29 Mar, 2024
The Canadian economy surprised economists with robust growth in January, outperforming expectations and signaling a potentially active stance for the Bank of Canada. Real gross domestic product (GDP) rose by 0.6%, surpassing the anticipated 0.4% increase. This unexpected growth trend extended into February, with an anticipated 0.4% rise, showcasing a significant two-month upswing equivalent to the entire growth of 2023.
The growth was widespread, with 18 of 20 sectors measured by Statistics Canada showing positive momentum. Public sector activities rebounded, especially in education, after strikes late last year, while manufacturing and utilities saw notable increases. Additionally, real estate, cultural services, and other sectors contributed to the overall expansion.

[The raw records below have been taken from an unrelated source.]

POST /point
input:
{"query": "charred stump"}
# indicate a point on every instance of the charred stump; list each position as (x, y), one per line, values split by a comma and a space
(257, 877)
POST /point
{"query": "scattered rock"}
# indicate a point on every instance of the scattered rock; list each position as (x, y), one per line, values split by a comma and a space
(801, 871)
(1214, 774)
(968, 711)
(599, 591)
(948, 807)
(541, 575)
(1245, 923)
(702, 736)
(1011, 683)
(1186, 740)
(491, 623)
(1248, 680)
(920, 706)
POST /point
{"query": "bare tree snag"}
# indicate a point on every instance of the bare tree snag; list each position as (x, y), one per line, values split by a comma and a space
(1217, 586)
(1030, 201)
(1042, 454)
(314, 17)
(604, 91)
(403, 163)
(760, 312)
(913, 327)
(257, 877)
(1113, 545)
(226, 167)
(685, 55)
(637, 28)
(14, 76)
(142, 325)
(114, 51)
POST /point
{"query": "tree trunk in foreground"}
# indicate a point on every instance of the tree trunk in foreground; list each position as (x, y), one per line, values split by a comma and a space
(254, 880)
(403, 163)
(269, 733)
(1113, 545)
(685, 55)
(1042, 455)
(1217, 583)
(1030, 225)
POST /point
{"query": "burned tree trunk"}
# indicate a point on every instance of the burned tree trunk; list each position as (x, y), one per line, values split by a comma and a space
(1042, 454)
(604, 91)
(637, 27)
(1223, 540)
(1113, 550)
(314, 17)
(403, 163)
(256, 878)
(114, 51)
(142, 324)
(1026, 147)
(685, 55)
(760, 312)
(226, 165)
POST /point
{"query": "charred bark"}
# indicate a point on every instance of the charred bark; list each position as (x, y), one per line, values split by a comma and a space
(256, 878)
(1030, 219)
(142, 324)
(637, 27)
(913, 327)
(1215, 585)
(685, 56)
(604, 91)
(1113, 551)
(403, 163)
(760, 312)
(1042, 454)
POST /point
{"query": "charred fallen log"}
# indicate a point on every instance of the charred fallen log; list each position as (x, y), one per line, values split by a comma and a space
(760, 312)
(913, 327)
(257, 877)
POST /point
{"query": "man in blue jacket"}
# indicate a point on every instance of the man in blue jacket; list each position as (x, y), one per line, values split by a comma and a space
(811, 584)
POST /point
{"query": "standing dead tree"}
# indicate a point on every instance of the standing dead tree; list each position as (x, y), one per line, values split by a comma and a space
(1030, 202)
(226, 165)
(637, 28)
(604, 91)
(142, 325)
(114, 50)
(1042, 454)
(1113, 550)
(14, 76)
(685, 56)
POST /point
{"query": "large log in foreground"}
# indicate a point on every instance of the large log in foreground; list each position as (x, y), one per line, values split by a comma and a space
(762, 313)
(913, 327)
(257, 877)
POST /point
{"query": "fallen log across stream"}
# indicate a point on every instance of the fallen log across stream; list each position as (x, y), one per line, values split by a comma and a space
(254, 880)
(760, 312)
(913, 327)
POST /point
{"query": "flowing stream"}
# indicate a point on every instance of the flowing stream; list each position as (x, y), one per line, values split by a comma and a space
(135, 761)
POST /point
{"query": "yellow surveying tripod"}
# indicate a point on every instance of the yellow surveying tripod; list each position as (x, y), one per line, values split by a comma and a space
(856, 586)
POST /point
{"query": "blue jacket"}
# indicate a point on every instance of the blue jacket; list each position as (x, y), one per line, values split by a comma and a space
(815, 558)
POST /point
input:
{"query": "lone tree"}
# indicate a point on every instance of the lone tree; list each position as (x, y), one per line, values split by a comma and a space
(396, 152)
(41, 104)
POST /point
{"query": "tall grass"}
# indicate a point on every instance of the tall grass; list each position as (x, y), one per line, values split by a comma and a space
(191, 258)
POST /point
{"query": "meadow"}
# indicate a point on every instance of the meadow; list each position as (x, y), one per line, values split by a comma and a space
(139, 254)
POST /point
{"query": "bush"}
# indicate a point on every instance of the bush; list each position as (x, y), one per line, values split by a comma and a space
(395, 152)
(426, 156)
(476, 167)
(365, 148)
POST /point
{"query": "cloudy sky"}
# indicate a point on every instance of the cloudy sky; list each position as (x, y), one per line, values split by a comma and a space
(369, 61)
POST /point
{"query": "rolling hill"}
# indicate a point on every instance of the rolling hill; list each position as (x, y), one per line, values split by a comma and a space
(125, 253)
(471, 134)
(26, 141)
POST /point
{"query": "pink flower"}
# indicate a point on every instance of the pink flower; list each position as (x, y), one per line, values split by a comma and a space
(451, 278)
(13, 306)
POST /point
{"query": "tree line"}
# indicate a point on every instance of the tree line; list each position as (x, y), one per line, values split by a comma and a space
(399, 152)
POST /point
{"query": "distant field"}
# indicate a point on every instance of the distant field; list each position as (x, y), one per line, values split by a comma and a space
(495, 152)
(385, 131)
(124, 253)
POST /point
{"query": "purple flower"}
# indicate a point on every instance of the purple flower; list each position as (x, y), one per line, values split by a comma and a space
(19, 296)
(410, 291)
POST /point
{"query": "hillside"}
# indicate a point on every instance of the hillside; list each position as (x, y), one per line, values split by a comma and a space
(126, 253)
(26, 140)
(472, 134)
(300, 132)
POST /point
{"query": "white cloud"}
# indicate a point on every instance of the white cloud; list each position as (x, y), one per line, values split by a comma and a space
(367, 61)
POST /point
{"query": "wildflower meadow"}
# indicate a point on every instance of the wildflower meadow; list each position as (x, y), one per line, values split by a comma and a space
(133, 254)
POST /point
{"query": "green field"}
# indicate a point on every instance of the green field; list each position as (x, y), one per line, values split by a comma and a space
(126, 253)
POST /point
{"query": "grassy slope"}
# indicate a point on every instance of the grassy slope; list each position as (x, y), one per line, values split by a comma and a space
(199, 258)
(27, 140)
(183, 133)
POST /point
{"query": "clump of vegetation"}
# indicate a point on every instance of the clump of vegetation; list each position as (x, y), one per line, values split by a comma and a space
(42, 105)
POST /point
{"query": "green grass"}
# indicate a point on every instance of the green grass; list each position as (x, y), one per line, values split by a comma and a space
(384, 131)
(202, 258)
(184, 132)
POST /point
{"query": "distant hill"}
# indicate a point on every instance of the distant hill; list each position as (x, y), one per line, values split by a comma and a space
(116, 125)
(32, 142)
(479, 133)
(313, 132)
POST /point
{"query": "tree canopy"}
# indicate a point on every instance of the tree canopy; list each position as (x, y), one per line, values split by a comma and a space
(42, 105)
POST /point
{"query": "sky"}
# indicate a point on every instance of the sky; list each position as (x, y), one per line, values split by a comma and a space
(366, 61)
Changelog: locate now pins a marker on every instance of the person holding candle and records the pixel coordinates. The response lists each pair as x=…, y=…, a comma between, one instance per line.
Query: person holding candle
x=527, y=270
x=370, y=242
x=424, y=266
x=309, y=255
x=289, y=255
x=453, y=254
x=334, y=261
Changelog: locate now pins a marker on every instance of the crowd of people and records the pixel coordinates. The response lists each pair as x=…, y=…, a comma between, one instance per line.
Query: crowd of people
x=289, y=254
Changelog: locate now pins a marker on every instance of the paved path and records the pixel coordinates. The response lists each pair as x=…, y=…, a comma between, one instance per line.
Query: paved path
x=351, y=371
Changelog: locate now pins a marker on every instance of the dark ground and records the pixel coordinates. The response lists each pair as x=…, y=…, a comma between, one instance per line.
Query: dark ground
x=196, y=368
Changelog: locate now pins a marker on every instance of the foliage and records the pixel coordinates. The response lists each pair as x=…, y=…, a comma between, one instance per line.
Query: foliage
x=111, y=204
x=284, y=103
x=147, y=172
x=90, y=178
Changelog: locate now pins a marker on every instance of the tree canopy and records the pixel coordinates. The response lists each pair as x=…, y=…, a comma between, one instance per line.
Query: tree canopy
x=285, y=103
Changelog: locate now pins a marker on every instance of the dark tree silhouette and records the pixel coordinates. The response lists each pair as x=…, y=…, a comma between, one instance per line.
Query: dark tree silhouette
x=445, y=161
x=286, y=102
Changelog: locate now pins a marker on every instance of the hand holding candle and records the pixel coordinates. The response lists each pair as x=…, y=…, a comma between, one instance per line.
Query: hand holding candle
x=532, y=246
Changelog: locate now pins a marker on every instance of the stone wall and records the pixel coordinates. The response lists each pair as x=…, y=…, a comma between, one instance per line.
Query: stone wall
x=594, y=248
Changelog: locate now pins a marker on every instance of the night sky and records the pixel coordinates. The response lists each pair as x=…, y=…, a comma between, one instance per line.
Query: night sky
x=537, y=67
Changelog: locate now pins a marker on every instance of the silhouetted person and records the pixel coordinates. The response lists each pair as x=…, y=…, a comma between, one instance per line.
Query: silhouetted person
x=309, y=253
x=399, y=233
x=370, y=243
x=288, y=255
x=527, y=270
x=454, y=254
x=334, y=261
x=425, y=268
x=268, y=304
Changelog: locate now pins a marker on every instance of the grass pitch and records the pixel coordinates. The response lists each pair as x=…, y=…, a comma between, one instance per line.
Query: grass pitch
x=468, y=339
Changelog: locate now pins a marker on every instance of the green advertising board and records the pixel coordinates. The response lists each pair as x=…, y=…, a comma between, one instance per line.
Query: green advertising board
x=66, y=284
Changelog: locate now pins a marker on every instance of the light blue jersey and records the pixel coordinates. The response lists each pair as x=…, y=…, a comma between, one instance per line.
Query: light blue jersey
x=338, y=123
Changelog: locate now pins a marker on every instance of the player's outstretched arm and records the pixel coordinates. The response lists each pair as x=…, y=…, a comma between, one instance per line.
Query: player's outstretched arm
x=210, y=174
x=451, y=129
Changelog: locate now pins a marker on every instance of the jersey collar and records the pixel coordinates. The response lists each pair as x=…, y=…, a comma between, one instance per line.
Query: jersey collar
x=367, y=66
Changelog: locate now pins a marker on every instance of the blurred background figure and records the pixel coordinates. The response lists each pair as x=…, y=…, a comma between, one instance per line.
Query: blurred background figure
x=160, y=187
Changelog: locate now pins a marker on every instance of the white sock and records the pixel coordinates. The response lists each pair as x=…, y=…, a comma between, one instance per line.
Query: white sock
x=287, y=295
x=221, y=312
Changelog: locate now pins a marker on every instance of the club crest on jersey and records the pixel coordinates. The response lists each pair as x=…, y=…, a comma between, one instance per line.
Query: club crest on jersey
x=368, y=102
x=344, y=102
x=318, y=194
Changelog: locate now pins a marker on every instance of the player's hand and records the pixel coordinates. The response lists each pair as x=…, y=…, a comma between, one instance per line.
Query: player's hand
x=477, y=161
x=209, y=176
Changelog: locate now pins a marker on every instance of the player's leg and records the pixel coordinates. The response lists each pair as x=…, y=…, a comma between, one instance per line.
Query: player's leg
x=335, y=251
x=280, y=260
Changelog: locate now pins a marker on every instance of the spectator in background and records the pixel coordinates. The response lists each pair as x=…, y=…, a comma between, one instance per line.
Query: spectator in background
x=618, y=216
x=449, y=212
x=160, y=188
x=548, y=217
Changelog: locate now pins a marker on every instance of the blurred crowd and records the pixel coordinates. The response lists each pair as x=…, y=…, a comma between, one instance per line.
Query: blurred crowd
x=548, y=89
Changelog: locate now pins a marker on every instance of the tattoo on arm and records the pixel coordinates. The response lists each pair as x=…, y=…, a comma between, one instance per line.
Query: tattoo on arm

However, economists remain cautious about sustaining this momentum, citing potential seasonal anomalies and the influence of one-off factors like the resolution of the Quebec teachers' strike. Concerns about future revisions and the possibility of economic headwinds persist, despite the positive growth trajectory.
Job vacancies decreased slightly, reflecting some fluctuations in sectoral employment. Despite the strong start to the year, many economists maintain their forecasts for a potential interest rate cut in June, highlighting ongoing uncertainties despite the encouraging economic performance.